Have you ever wondered why you may fall into bed at the end of a long day? As an activity, sleep silently takes up about 33 years of the average life—that’s 26 years of actually sleeping plus seven years of tossing and turning in an attempt to sleep. You could graduate high school, college, and graduate school in that time, and still have some wiggle room to settle down, get married, and have a few kids. Why is sleep so important that it takes up over three decades of life?
What Sleep Does For You
Sleep comes in stages, categorized as REM (rapid eye movement) and non-REM. As the brain cycles through these stages, it also undergoes repairs, a tiny nighttime janitorial crew patching up parts of the body and mind. This “cleaning up” is key to waking up refreshed and aware. A lack of sleep can lead to reduced brain plasticity, a term for mental reflex and power.
Sleep also allows us to retain memories and, upon waking, form new ones. That’s why teachers tell their students to study right before bed—sleeping immediately after studying aids retention.
It’s not just the mind that benefits from sleep, but the body as well. Sleep is integral to the proper functioning and development of every part of our bodies, from hormones like leptin to blood pressure and cardiovascular wellbeing. Plus, important stages of tissue repair and muscle growth occur during the stages of sleep, making sleep the key to having a healthy body and mind.
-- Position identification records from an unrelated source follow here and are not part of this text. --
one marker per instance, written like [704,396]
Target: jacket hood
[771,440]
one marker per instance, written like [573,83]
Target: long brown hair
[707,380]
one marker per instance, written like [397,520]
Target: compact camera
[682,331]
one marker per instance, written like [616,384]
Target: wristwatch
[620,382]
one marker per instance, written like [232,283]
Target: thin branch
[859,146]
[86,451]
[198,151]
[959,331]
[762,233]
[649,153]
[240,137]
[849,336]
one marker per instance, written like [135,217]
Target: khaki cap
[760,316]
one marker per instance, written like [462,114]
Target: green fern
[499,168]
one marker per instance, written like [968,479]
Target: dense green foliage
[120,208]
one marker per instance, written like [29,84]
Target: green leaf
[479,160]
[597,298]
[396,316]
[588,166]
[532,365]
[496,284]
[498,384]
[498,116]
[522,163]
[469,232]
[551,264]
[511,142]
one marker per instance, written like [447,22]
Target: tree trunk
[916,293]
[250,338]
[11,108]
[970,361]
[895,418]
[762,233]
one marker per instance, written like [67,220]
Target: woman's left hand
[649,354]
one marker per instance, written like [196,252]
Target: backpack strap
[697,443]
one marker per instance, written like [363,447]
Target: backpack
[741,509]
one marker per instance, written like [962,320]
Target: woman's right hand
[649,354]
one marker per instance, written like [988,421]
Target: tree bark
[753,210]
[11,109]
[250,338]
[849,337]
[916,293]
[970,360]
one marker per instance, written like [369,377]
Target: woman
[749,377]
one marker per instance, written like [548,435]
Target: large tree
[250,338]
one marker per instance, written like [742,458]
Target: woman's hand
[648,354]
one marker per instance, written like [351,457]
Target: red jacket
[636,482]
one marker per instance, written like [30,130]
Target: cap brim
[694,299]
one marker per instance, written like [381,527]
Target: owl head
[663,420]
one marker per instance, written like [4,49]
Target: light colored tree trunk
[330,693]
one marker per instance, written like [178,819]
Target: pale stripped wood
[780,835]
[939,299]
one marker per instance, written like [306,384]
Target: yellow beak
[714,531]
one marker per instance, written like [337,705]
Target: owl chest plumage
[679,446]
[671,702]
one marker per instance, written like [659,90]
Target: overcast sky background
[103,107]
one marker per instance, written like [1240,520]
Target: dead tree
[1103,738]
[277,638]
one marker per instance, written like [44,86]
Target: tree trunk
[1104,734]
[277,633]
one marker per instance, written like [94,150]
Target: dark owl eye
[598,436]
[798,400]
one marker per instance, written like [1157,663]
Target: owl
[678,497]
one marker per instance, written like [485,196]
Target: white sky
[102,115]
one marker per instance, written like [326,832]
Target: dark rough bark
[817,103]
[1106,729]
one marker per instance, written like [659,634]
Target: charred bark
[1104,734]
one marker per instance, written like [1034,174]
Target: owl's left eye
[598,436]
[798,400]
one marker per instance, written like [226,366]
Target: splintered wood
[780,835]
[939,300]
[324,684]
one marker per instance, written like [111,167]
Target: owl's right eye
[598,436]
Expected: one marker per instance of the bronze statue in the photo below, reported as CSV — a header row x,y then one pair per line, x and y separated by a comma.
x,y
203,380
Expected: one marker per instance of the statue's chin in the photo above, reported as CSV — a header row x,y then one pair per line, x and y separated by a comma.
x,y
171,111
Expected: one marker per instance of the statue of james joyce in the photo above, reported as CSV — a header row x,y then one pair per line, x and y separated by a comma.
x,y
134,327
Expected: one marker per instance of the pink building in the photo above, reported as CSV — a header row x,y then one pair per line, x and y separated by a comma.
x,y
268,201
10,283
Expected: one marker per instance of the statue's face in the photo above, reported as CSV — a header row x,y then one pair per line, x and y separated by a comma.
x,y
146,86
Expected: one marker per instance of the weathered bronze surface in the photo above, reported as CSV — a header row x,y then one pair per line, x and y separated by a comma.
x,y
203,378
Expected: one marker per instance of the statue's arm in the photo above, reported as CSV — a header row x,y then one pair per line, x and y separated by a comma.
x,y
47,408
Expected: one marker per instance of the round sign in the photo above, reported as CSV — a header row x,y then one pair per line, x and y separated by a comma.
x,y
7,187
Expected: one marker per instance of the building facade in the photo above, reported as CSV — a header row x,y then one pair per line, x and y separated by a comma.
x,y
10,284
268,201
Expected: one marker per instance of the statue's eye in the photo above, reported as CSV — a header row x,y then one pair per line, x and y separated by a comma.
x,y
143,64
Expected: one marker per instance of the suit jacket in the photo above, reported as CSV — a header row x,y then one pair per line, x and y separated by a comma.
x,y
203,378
What Happens If You Don’t Sleep
What can come about through a lack of sleep? A lack of sleep impairs reflexes and mood. Impaired judgment from exhaustion is similar to impaired judgment from alcohol consumption. The National Sleep Foundation reports that “being awake for 18 hours straight makes you drive like you have a blood alcohol level of .05 (for reference, .08 is considered drunk).”
Additionally, chronic issues can sprout due to insufficient sleep. Diabetes, obesity, and heart disease are just a few of the potentially severe risks of exhaustion, a list that also includes increased alcohol consumption, weakened immune systems, and a reduced life expectancy. A lack of sleep can even decrease the efficiency of vaccinations.
How Much You Should Sleep
As with most other health-related factors, the amount of sleep you need each night varies. Researchers agree that the average adult needs about 8 hours each night, with the number increasing as the subject gets younger. Babies, for instance, need double that, while young children and teens should be sleeping a few extra hours, 10 for the younger side and 9 for adolescents.
Factors such as excess light, uncomfortable temperatures, and high caffeine intake can negatively impact one’s ability to sleep. The inability to sleep is known as insomnia, an issue that can quickly become chronic.
Insomnia should be treated right away for the sake of your emotional and physical well-being. So, don’t skip out on that extra hour if you can get it—sleep is about a lot more than feeling well-rested.